Meherzia est née en 1963, dans une Tunisie nouvellement indépendante. Son père était commerçant et également imam de la ville. Diplômé de l’université Zitouna, il a présidé l’Association de Préservation du Coran qui veille à la mémorisation et à la transmission du Texte Sacré. Lors des groupes de discussion qu’il organisait sur la littérature, la religion ou la politique, il tenait déjà à l’époque à ce que ses filles participent. C’est d’ailleurs lors de ces rencontres que Meherzia apprend à « donner son avis, à le discuter et à essayer de convaincre ». Aussi loin qu’elle s’en souvienne, son père souhaitait que ses filles soient indépendantes pour ne pas qu’elles soient obligées d’accepter un mariage malheureux par peur de ne pas subvenir à leur propres besoins. Il a très vite réalisé que si ses filles « n’avaient pas les moyens de subsister, elles seraient obligées d’accepter l’injustice, la souffrance et la violence ». Père de cinq filles et de trois garçons, il inculque ainsi à ses enfants, et surtout à ses filles, l’idée que l’éducation est le meilleur moyen pour progresser dans la vie et tient à ce que chacune d’elles suivent une formation. Il a d’ailleurs édicté une règle qui peut faire sourire : « pas de fiançailles ou de mariage avant l’obtention du diplôme ».

« Si toi, femme, tu ne t’occupes pas de la religion, les religieux vont s’occuper de toi » 

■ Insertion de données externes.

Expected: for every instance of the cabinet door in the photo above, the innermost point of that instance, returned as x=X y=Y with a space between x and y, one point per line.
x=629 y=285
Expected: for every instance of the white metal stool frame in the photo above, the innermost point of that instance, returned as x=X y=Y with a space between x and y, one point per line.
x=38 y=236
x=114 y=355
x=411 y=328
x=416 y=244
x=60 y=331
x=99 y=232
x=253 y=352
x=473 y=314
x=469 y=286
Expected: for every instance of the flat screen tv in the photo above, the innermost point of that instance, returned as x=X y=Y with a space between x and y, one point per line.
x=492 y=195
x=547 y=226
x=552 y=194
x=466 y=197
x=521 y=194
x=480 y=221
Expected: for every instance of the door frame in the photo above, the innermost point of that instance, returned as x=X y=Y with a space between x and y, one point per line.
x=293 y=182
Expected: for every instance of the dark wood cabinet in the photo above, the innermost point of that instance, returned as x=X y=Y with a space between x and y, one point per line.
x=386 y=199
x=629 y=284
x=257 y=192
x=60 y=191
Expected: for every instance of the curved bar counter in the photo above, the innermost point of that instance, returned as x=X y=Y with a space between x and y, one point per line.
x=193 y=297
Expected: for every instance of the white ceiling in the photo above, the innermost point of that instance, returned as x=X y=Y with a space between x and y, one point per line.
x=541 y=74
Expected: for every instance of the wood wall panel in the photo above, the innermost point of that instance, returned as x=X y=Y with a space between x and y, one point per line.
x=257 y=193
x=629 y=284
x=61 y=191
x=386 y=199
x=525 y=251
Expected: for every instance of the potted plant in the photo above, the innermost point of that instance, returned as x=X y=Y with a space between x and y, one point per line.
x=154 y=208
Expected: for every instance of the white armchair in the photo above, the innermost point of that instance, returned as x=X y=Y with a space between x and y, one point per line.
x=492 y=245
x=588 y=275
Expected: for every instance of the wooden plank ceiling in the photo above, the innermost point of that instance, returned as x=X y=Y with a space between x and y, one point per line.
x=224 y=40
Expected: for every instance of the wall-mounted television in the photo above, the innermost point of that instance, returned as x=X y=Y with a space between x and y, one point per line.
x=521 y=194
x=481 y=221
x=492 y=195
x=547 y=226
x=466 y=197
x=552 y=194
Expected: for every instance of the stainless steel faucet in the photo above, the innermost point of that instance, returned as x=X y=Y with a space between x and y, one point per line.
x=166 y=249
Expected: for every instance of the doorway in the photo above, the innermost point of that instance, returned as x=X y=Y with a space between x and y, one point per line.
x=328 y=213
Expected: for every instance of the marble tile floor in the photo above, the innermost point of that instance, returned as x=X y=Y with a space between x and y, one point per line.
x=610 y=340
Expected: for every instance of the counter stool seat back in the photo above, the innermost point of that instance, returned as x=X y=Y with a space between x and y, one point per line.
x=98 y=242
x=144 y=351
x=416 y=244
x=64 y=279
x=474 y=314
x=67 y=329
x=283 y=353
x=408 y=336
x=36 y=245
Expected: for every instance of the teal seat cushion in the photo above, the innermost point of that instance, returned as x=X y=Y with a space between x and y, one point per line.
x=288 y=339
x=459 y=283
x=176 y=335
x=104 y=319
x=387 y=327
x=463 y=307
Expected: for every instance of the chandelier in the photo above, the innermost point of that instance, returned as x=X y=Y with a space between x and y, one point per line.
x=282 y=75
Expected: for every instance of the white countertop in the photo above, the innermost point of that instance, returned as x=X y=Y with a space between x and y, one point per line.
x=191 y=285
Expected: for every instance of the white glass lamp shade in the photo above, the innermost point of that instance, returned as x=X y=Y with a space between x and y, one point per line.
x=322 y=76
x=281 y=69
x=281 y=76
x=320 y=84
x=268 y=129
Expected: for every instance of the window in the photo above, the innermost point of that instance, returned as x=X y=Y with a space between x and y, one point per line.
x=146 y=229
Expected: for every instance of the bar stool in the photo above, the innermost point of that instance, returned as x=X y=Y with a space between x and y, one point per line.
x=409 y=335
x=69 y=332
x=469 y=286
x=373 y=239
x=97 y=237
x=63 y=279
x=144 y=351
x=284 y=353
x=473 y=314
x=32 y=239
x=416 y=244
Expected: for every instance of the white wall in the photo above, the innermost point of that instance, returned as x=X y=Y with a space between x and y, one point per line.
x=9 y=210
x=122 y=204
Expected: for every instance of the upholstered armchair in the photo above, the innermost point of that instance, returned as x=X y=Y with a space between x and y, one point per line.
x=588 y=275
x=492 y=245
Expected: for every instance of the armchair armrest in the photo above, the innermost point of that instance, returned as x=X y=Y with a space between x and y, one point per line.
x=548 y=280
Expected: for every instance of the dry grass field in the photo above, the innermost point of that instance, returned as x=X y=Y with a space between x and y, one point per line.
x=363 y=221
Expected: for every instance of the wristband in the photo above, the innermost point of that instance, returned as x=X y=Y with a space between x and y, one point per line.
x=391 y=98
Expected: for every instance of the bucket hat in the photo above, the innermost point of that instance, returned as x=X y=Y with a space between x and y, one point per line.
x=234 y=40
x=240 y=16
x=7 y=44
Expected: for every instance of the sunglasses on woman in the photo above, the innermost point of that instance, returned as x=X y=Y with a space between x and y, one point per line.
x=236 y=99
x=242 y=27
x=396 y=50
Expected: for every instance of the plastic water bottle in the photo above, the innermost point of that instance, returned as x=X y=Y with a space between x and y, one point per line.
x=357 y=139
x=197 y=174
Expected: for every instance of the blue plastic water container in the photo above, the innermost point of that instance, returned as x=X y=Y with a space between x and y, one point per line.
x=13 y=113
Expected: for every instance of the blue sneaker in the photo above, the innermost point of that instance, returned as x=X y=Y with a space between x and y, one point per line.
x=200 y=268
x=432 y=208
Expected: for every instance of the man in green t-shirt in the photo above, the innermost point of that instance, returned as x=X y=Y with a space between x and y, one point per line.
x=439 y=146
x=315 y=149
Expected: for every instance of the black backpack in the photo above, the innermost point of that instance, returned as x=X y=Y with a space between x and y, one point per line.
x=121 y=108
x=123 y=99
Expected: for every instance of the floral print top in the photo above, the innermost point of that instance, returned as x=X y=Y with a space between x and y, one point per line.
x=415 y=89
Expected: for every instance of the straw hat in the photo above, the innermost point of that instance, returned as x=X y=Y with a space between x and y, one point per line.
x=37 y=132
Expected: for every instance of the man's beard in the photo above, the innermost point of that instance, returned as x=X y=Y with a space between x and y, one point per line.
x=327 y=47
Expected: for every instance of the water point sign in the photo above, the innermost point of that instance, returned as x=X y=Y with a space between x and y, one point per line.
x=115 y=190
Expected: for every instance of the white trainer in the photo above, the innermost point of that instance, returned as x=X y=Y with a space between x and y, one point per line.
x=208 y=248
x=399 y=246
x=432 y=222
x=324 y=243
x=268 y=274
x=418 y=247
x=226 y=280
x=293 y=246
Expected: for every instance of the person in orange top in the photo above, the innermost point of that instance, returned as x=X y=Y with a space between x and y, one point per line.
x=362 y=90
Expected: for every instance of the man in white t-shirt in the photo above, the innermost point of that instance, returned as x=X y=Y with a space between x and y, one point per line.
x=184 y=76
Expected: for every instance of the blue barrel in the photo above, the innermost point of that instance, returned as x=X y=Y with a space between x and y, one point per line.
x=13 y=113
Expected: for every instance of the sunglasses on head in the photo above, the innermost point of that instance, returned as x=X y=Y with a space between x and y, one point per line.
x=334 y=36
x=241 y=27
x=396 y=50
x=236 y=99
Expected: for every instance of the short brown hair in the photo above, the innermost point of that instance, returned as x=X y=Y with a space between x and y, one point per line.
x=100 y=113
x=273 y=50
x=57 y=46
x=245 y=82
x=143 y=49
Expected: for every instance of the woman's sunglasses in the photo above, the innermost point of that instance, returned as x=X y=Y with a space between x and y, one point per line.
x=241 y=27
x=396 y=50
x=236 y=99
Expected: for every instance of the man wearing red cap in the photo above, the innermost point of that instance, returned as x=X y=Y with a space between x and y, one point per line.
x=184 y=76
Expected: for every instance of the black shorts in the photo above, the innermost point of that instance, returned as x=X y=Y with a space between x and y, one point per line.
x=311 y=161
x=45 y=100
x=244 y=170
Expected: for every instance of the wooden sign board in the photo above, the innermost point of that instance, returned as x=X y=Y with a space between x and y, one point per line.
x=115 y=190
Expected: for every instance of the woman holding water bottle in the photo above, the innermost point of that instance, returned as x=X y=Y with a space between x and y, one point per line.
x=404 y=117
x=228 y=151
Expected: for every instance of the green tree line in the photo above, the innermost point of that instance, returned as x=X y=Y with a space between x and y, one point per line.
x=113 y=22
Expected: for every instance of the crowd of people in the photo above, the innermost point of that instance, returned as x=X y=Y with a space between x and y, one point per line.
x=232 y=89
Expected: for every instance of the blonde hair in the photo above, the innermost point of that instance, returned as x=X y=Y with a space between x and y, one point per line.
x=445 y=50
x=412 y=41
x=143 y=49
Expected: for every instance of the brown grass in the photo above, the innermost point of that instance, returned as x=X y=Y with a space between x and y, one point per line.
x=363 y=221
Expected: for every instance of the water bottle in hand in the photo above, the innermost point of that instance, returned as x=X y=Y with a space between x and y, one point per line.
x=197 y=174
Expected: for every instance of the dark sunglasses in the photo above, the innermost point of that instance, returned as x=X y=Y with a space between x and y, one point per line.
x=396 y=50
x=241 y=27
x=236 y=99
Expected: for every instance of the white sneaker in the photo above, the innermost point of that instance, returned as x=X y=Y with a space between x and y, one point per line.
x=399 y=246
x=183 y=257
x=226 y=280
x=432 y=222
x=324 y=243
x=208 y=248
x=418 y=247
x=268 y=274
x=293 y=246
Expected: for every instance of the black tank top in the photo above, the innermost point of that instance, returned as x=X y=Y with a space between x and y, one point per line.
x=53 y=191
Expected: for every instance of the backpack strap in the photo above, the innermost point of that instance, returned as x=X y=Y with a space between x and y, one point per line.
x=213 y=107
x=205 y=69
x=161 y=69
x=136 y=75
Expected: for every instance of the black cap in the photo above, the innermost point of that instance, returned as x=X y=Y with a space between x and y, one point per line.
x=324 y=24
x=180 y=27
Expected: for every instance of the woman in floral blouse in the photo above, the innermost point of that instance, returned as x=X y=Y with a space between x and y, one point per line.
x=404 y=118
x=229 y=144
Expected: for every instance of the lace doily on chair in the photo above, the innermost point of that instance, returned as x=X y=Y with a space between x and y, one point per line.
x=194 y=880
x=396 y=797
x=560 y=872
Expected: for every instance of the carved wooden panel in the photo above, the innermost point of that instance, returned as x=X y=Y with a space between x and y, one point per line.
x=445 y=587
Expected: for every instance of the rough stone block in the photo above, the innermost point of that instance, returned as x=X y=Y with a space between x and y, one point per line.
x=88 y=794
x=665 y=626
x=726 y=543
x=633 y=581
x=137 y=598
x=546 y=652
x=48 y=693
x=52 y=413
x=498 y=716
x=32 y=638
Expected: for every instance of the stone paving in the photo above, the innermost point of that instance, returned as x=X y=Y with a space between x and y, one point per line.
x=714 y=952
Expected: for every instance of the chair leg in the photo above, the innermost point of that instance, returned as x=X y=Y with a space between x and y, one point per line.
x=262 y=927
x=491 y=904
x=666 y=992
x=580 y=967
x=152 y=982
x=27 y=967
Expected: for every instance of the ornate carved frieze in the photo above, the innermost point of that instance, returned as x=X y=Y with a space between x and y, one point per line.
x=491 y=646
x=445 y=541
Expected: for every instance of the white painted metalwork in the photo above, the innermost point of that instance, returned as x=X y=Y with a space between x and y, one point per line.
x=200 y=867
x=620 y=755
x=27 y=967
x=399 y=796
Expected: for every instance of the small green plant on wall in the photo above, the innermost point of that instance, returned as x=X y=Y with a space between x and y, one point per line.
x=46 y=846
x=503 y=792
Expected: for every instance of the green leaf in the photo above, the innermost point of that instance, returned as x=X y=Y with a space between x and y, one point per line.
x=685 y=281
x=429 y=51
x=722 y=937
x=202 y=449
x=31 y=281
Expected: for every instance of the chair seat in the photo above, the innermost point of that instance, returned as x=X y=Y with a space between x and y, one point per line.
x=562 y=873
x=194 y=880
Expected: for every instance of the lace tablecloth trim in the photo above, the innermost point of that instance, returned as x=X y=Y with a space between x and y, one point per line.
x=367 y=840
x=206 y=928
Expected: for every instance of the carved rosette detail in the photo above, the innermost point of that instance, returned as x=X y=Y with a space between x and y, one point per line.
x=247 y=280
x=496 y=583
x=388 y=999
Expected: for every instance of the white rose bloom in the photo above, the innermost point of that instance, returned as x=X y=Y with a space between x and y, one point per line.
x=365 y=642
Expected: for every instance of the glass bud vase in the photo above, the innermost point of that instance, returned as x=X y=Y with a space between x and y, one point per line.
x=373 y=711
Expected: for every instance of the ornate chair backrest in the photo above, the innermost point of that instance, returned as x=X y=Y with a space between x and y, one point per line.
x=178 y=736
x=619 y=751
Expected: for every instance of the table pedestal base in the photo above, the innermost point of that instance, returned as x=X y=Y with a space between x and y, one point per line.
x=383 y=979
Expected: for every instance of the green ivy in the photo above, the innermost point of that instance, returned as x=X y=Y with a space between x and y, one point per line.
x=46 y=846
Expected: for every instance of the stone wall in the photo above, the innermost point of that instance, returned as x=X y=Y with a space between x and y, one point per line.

C’est en 1986 que Meherzia s’installe en France et débute entre autre son engagement en faveur de l’autonomisation des femmes dans des groupes de dialogue inter-religieux et interculturels. Des dialogues qui ont pour but de comprendre comment les femmes peuvent agir ensemble pour non seulement se forger une place dans la société mais aussi pour faire évoluer la pensée religieuse sur la question des femmes. Meherzia m’indique qu’elles avaient alors un crédo « si toi, femme tu ne t’occupes pas de la religion, les religieux vont s’occuper de toi, donc prends ta part de réflexion ».

C’est à travers la construction de ce réseau de femmes qu’elle devient coordinatrice du « Global Women of Faith  Network » (Femmes croyantes pour la paix) et co-présidente de « Religions for Peace » (Religions pour la paix), la coalition internationale la plus importante comprenant des représentants de différentes religions pour la promotion de la paix et bénéficiant notamment du statut consultatif auprès de la commission économique et sociale de l’ONU.

C’est en travaillant avec des femmes françaises, bosniaques, kosovardes, indiennes ou philippines qu’elle réalise que, quelle que soit leur culture, leur appartenance sociale ou religieuse, « ce qui regroupe les femmes dans le monde est plus grand que ce qui les divise », et que plus les femmes prennent conscience de cette nécessité de travailler ensemble dans le même espace social, mieux c’est pour la société.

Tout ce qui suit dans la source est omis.